# Our new Gorgeous guy..



## hollyosborn (Jul 8, 2012)

Here is Bodey!!!! we went to a neighbors to learn to butcher chickens, and they had 2 of these guys.. and one girl.. so.. laughing to myself.. i told my son to go catch the rooster and we would save its life..... darned if the kid didnt come back 10 minutes later carrying the rooster!
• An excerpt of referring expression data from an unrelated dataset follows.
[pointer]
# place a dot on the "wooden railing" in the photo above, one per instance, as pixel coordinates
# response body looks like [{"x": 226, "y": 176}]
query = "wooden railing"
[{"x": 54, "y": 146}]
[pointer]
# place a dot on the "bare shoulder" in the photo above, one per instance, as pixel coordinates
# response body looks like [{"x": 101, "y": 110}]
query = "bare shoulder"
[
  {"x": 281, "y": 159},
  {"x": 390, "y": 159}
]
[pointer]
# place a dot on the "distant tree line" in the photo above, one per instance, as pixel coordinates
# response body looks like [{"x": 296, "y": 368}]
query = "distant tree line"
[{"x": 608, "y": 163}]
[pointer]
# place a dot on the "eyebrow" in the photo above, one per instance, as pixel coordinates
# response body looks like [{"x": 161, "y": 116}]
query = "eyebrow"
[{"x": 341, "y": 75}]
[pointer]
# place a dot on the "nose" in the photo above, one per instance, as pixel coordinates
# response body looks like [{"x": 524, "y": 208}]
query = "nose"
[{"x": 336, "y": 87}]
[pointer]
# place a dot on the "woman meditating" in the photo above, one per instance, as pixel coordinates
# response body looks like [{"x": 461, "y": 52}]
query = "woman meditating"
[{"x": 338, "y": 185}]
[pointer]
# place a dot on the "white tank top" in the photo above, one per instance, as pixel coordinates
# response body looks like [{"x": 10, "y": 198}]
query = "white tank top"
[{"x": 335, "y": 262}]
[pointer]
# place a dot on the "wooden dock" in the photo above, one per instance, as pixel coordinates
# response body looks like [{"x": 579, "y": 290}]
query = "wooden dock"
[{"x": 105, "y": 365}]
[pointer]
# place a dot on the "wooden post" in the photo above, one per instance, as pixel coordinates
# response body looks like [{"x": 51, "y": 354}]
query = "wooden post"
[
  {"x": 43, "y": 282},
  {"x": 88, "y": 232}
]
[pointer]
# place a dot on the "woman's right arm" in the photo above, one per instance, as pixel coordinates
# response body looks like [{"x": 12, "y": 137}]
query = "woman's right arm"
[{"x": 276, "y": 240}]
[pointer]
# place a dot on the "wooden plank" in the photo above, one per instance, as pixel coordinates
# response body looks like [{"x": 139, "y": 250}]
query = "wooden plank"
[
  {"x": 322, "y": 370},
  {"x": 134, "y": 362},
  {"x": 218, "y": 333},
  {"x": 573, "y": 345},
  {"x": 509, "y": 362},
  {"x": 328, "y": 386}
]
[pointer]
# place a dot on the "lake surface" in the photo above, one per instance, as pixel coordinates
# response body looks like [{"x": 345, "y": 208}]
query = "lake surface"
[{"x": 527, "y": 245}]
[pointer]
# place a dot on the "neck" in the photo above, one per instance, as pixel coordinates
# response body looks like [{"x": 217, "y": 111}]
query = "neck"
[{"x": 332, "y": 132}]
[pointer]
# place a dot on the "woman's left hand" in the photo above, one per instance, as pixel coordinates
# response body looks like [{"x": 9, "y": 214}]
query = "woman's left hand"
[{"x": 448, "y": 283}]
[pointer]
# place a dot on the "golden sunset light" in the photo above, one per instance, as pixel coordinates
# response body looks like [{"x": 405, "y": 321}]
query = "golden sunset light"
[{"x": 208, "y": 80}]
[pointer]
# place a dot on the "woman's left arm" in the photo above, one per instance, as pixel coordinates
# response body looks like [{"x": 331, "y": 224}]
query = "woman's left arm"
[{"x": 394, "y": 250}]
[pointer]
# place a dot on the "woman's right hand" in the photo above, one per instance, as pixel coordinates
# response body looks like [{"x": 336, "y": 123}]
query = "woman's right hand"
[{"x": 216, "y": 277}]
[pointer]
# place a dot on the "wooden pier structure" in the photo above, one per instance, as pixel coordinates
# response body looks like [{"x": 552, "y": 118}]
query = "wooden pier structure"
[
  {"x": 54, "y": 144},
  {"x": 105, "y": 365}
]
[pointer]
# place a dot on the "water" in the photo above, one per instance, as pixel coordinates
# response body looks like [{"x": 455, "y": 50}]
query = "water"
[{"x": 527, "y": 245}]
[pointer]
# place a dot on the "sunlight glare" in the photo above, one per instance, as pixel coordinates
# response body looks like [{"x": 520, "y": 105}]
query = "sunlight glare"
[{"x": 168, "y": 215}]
HAHA.. hes about 9 mo i think.. and wanted to fight me CONSTANTLY.. attack my legs, come after me.. fought with the barred rocker rooster.. but now hes calmed down.. loves to come out the chicken door every morning and get his petting from me... hangs out with the barred rock 9 mo old girls and loves the babies.


----------



## rob (Jun 20, 2012)

what a great looking rooster.


----------



## Bird_slave (Oct 26, 2012)

Very handsome young roo.


----------



## Helens-Hens (Oct 17, 2012)

hes lovely , hes a silver penciled pekin although his shape could be closer to type , we dont get the silver pencilled here in uk they are extreamly rare 
hes goergous
very handsome


----------



## sandra (Sep 2, 2012)

Handsome roo


----------



## hollyosborn (Jul 8, 2012)

OOHHHH see I was told he was a Bantum... awesome.. thankyou!!! hes a sweet boy.. NOW.. lol


----------



## Bird_slave (Oct 26, 2012)

hollyosborn said:


> OOHHHH see I was told he was a Bantum... awesome.. thankyou!!! hes a sweet boy.. NOW.. lol


 He can be both. He is a silver penciled pekin (what we call a cochin in the US) and they come in both bantam sized and standard or large fowl sized. Bantam is not a breed, it's a size. So yours is a _bantam _silver penciled pekin - as opposed to a standard or LF pekin.


----------



## 7chicks (Jun 29, 2012)

He's gorgeous!!! Nice save kids!


----------



## cogburn (Jul 16, 2012)

Very nice !!!


----------



## fuzziebutt (Aug 7, 2012)

Ok, give him here! He's beautiful!!!


----------



## Helens-Hens (Oct 17, 2012)

the pekin bantam does not have a large fowl version i.e. cochin 
the cochin is a completely different breed , but yes batam is just the size not the breed , 
i bet your very pleased with him


----------